Publié le 18 Octobre 2017

 

 

 

      "Heureux ceux qui souffrent persécution pour la justice, parce que le royaume des cieux est à eux ! "

 

   En vérité, au-delà de la paix, il n'y a plus rien. Et voici que Notre-Seigneur prononce une huitième béatitude.

    En présence  des Pharisiens ennemis, à la veille d'envoyer ses disciples comme des brebis au milieu des loups, il proclame le bonheur de ceux qui souffriront pour la justice.  La dernière béatitude renferme toutes les autres, qu'elle confirme et manifeste à la fois. Soit, en effet qu'il faille l'imputer à des adversaires, soit que, plus dure et plus cuisante, elle vienne des frères dans la foi et la recherche du bien, la persécution prend tout : la terre natale, les parents, les amis, la tranquillité, l'honneur, les biens , et ne laisse que Dieu.  Elle constitue une mise en demeure continuelle de pratiquer, dans un très haut degré, la pauvreté, la douceur, la miséricorde; elle apprend à fond la fragilité de ce qui passe et la solidité de la seule justice; elle contraint, pour ainsi dire, de déserter un monde inhabitable, afin de se réfugier auprès de Dieu, dans la citadelle de la virginité du coeur et de la paix.
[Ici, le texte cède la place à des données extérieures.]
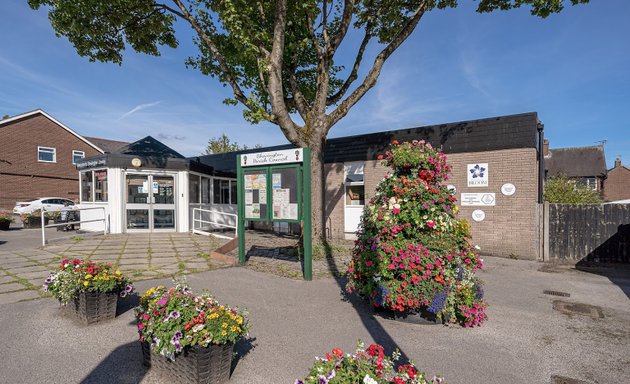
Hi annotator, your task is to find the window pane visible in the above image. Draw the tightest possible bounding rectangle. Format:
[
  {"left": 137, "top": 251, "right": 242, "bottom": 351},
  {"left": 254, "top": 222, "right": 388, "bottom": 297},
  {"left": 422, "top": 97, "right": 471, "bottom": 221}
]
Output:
[
  {"left": 188, "top": 175, "right": 199, "bottom": 204},
  {"left": 201, "top": 177, "right": 211, "bottom": 204},
  {"left": 230, "top": 180, "right": 238, "bottom": 204},
  {"left": 94, "top": 169, "right": 107, "bottom": 201},
  {"left": 81, "top": 171, "right": 92, "bottom": 202},
  {"left": 38, "top": 148, "right": 55, "bottom": 162}
]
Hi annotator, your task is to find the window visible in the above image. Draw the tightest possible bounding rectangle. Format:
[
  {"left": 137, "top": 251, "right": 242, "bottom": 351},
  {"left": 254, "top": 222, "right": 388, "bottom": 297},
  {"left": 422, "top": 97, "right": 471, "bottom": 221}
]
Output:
[
  {"left": 37, "top": 147, "right": 57, "bottom": 163},
  {"left": 213, "top": 179, "right": 230, "bottom": 204},
  {"left": 81, "top": 169, "right": 108, "bottom": 203},
  {"left": 188, "top": 175, "right": 200, "bottom": 204},
  {"left": 344, "top": 163, "right": 365, "bottom": 206},
  {"left": 72, "top": 151, "right": 85, "bottom": 164}
]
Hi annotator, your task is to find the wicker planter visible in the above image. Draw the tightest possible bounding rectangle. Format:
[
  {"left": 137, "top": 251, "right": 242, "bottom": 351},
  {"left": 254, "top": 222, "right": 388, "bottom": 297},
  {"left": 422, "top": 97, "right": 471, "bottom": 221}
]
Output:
[
  {"left": 141, "top": 342, "right": 234, "bottom": 384},
  {"left": 66, "top": 292, "right": 118, "bottom": 325}
]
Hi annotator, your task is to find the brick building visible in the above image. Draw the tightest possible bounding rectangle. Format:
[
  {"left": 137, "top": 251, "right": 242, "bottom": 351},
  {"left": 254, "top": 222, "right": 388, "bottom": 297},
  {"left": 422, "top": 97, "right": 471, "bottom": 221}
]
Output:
[
  {"left": 604, "top": 158, "right": 630, "bottom": 201},
  {"left": 200, "top": 113, "right": 543, "bottom": 259},
  {"left": 0, "top": 109, "right": 126, "bottom": 209}
]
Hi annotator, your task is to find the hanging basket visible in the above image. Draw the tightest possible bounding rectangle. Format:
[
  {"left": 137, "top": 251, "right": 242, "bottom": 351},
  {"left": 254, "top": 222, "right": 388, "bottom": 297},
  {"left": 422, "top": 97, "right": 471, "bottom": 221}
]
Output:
[
  {"left": 66, "top": 292, "right": 118, "bottom": 325},
  {"left": 141, "top": 341, "right": 234, "bottom": 384}
]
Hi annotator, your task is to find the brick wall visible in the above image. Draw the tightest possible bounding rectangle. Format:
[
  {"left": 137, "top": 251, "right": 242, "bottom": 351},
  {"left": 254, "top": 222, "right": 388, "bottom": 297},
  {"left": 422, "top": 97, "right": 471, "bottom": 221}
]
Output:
[
  {"left": 603, "top": 165, "right": 630, "bottom": 201},
  {"left": 0, "top": 114, "right": 99, "bottom": 209},
  {"left": 325, "top": 148, "right": 538, "bottom": 259}
]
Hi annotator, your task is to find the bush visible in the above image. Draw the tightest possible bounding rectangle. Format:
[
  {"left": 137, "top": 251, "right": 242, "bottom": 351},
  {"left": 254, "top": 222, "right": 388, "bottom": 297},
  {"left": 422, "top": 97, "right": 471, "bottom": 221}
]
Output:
[
  {"left": 545, "top": 176, "right": 602, "bottom": 204},
  {"left": 295, "top": 341, "right": 446, "bottom": 384},
  {"left": 347, "top": 141, "right": 487, "bottom": 326}
]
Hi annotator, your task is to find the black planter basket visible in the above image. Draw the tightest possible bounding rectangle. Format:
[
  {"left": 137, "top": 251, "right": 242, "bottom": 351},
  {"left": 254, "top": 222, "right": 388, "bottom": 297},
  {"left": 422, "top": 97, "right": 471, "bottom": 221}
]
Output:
[
  {"left": 66, "top": 292, "right": 118, "bottom": 325},
  {"left": 141, "top": 341, "right": 234, "bottom": 384}
]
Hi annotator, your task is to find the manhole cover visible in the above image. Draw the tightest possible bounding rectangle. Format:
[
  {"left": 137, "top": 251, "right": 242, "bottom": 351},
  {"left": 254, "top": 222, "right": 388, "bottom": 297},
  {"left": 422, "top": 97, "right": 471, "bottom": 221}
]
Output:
[
  {"left": 553, "top": 300, "right": 604, "bottom": 319},
  {"left": 551, "top": 375, "right": 589, "bottom": 384},
  {"left": 543, "top": 289, "right": 571, "bottom": 297}
]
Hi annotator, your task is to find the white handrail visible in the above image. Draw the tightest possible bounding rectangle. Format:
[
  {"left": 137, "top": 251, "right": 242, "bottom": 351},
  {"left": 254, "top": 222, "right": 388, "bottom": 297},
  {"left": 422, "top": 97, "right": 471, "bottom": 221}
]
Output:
[
  {"left": 193, "top": 208, "right": 238, "bottom": 238},
  {"left": 41, "top": 207, "right": 107, "bottom": 247}
]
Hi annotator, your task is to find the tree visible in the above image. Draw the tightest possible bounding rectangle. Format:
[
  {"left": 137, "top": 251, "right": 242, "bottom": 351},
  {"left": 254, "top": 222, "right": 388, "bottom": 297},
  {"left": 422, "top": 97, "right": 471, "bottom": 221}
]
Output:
[
  {"left": 28, "top": 0, "right": 588, "bottom": 240},
  {"left": 545, "top": 176, "right": 602, "bottom": 204},
  {"left": 205, "top": 133, "right": 261, "bottom": 155}
]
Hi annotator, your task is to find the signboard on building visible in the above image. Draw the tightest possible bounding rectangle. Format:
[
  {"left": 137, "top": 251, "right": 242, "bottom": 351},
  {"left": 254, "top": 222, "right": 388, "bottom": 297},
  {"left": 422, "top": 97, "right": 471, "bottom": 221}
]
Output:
[
  {"left": 241, "top": 148, "right": 304, "bottom": 167},
  {"left": 460, "top": 192, "right": 496, "bottom": 207},
  {"left": 467, "top": 163, "right": 488, "bottom": 187}
]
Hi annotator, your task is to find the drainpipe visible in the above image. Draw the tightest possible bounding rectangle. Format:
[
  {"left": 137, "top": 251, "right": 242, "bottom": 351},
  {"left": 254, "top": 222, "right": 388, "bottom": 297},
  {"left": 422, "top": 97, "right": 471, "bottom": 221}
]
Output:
[{"left": 536, "top": 123, "right": 545, "bottom": 204}]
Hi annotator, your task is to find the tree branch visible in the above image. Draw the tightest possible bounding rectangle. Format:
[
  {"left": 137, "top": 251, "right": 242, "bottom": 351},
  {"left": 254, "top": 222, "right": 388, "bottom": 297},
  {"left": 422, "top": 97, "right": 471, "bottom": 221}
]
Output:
[
  {"left": 328, "top": 1, "right": 427, "bottom": 130},
  {"left": 326, "top": 25, "right": 372, "bottom": 105},
  {"left": 269, "top": 0, "right": 300, "bottom": 144},
  {"left": 327, "top": 0, "right": 354, "bottom": 57}
]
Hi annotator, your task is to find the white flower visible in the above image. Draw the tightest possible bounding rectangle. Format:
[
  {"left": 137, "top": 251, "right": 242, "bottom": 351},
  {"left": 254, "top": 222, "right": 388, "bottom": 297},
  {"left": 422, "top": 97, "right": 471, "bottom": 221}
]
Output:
[{"left": 363, "top": 374, "right": 378, "bottom": 384}]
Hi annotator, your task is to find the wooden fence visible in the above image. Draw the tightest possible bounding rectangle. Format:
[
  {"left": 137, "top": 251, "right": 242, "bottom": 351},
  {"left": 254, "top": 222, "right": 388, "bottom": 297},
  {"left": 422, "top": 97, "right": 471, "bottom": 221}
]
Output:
[{"left": 543, "top": 203, "right": 630, "bottom": 263}]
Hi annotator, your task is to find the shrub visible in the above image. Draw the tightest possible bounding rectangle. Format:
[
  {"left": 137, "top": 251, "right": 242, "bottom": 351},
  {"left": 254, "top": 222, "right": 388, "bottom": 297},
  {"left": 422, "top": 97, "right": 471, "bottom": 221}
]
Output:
[
  {"left": 43, "top": 259, "right": 133, "bottom": 305},
  {"left": 295, "top": 341, "right": 445, "bottom": 384},
  {"left": 136, "top": 283, "right": 249, "bottom": 360},
  {"left": 545, "top": 176, "right": 602, "bottom": 204},
  {"left": 347, "top": 141, "right": 486, "bottom": 326}
]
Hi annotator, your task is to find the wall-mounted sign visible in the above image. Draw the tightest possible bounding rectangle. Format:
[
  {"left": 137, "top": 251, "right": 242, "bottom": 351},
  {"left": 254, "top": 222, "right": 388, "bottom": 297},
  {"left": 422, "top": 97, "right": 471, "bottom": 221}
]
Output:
[
  {"left": 241, "top": 148, "right": 304, "bottom": 167},
  {"left": 501, "top": 183, "right": 516, "bottom": 196},
  {"left": 472, "top": 209, "right": 486, "bottom": 221},
  {"left": 467, "top": 163, "right": 488, "bottom": 187},
  {"left": 460, "top": 192, "right": 496, "bottom": 206},
  {"left": 76, "top": 157, "right": 106, "bottom": 170}
]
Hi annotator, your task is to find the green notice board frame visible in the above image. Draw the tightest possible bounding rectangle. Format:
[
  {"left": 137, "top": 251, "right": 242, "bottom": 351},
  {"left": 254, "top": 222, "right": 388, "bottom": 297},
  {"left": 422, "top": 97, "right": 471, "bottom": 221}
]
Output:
[{"left": 236, "top": 148, "right": 313, "bottom": 280}]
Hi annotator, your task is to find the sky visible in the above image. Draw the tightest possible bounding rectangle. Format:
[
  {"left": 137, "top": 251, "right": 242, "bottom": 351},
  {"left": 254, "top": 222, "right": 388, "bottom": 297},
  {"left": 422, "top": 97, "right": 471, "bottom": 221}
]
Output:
[{"left": 0, "top": 0, "right": 630, "bottom": 167}]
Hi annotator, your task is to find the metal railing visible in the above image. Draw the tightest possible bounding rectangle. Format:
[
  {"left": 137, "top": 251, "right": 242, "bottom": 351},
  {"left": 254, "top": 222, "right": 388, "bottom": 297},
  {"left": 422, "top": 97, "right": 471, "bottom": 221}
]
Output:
[
  {"left": 41, "top": 207, "right": 107, "bottom": 247},
  {"left": 193, "top": 208, "right": 238, "bottom": 239}
]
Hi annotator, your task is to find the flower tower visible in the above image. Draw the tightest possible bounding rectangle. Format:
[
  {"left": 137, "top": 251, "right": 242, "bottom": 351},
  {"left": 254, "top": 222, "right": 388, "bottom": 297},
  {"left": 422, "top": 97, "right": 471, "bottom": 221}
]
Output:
[{"left": 347, "top": 140, "right": 487, "bottom": 326}]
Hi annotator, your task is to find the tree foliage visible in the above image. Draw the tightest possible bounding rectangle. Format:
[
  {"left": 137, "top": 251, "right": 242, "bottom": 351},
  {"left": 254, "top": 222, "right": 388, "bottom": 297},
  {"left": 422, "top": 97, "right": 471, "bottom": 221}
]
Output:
[
  {"left": 545, "top": 176, "right": 602, "bottom": 204},
  {"left": 206, "top": 133, "right": 261, "bottom": 155},
  {"left": 28, "top": 0, "right": 588, "bottom": 237}
]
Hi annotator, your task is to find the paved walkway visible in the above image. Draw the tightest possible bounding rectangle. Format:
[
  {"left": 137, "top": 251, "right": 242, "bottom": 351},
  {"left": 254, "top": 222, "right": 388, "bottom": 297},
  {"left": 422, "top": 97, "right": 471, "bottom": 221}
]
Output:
[{"left": 0, "top": 233, "right": 226, "bottom": 304}]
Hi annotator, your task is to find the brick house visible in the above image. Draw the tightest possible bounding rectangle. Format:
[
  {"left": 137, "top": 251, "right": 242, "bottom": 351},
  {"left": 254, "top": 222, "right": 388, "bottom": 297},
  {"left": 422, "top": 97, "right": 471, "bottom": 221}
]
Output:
[
  {"left": 604, "top": 158, "right": 630, "bottom": 201},
  {"left": 543, "top": 140, "right": 606, "bottom": 193},
  {"left": 0, "top": 109, "right": 126, "bottom": 209},
  {"left": 200, "top": 113, "right": 543, "bottom": 259}
]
                       La paix! Ne dirait-on pas que la béatitude des persécutés en est, à un titre tout spécial, l'achèvement et comme une forme plus parfaite? Les hommes et le démon cessent d'avoir prise sur l'âme qui y est enclose: " De ce royaume régi par la paix et l'ordre, dit magnifiquement saint Augustin, le prince de ce monde, qui ne domine que les pervers et les désordonnés a été jeté dehors.  Et cette paix une fois établie et affermie au-dedans, quelques persécutions que soulève celui qui a été jeté dehors, il augmente la gloire qui est selon Dieu; pas une pierre de l'édifice n'est pas lui ébranlée, mais l'impuissance de ses machines ne sert qu'à faire éclater la solidité de la construction intérieure....Heure où s'élève le cri triomphal : " Qui nous séparera de la Charité du Christ? Sera-ce la tribulation, ou l'angoisse, ou la persécution, ou la faim , ou la nudité, ou le péril, ou le glaive? "
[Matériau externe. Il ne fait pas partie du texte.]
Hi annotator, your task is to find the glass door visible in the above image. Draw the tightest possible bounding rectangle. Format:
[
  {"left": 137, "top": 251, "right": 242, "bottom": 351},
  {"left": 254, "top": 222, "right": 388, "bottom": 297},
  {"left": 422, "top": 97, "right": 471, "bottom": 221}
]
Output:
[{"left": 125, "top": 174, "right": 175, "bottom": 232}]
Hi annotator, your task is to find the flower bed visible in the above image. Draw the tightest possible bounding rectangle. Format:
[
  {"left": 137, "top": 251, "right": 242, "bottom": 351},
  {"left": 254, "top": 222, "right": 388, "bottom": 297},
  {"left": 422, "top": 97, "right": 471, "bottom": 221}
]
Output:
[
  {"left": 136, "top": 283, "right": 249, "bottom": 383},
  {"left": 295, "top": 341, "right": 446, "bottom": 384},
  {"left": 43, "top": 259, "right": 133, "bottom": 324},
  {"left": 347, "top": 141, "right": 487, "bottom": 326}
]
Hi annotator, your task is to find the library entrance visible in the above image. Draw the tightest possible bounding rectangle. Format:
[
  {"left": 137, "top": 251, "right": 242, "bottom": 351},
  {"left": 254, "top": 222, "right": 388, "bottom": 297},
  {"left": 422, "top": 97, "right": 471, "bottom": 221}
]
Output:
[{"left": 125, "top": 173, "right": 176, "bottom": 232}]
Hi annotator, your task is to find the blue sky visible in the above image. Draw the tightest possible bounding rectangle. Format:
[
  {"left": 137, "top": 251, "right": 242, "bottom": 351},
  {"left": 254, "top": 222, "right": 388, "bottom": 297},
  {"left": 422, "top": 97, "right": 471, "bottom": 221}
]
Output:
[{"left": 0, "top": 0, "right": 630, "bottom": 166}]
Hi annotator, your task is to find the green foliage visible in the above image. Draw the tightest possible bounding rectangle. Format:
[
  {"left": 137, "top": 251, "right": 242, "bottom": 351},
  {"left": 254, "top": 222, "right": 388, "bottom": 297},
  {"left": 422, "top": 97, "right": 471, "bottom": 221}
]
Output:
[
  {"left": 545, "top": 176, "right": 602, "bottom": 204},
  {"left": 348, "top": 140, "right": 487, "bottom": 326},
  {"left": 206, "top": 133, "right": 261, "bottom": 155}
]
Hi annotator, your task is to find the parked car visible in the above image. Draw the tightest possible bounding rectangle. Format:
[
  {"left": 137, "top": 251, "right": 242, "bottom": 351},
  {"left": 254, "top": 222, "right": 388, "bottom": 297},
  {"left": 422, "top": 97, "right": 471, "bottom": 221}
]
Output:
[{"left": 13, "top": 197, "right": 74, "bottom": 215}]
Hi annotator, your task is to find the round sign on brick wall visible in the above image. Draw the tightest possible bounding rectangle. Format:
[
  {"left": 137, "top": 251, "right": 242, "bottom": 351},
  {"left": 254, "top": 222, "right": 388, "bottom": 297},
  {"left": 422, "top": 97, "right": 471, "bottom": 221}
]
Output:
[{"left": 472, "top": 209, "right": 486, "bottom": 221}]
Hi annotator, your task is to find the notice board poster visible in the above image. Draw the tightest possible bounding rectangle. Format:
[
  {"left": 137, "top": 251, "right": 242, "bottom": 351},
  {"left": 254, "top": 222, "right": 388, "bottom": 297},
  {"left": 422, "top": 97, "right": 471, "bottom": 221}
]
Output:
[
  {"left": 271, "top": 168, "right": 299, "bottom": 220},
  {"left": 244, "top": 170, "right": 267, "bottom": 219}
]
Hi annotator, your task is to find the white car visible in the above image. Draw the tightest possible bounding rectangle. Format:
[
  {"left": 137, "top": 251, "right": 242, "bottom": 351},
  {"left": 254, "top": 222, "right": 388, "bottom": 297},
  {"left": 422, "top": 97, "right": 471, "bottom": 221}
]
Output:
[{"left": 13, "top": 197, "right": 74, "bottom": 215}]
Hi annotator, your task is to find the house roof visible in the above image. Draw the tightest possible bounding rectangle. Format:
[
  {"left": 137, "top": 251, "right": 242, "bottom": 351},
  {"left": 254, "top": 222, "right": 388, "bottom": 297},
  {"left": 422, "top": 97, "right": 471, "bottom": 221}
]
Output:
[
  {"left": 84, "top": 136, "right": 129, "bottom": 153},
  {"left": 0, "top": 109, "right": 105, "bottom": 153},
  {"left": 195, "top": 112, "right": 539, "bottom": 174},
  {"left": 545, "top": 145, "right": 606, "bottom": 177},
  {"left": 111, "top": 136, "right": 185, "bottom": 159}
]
         Mais saint Thomas, plus profondément, assigne , avec sa promptitude et sa sûreté habituelles, la raison première de cette fermeté dans l'essence même de la paix, c'est-à-dire dans le fruit de l'union ou la jouissance de la fin : ' Ce sera la paix parfaite, lorsque la volonté se reposera dans la plénitude de tout bien, obtenant du même coup l'immunité à l'endroit de tout mal. " ou encore :" Si quelqu'un jouit parfaitement de la chose aimée - et suffisante à son amour -, à savoir Dieu, quoi qu'il survienne, il est impossible de le détourner de cette jouissance." 

Et la paix imparfaite elle-même nous offre dès ici-bas quelque ombre de ces grandes réalités : l'âme a sa demeure dans la charité du Seigneur, dans son coeur; elle étanche sa soif à la source même des eaux vives : rien ne peut plus l'arracher de là . 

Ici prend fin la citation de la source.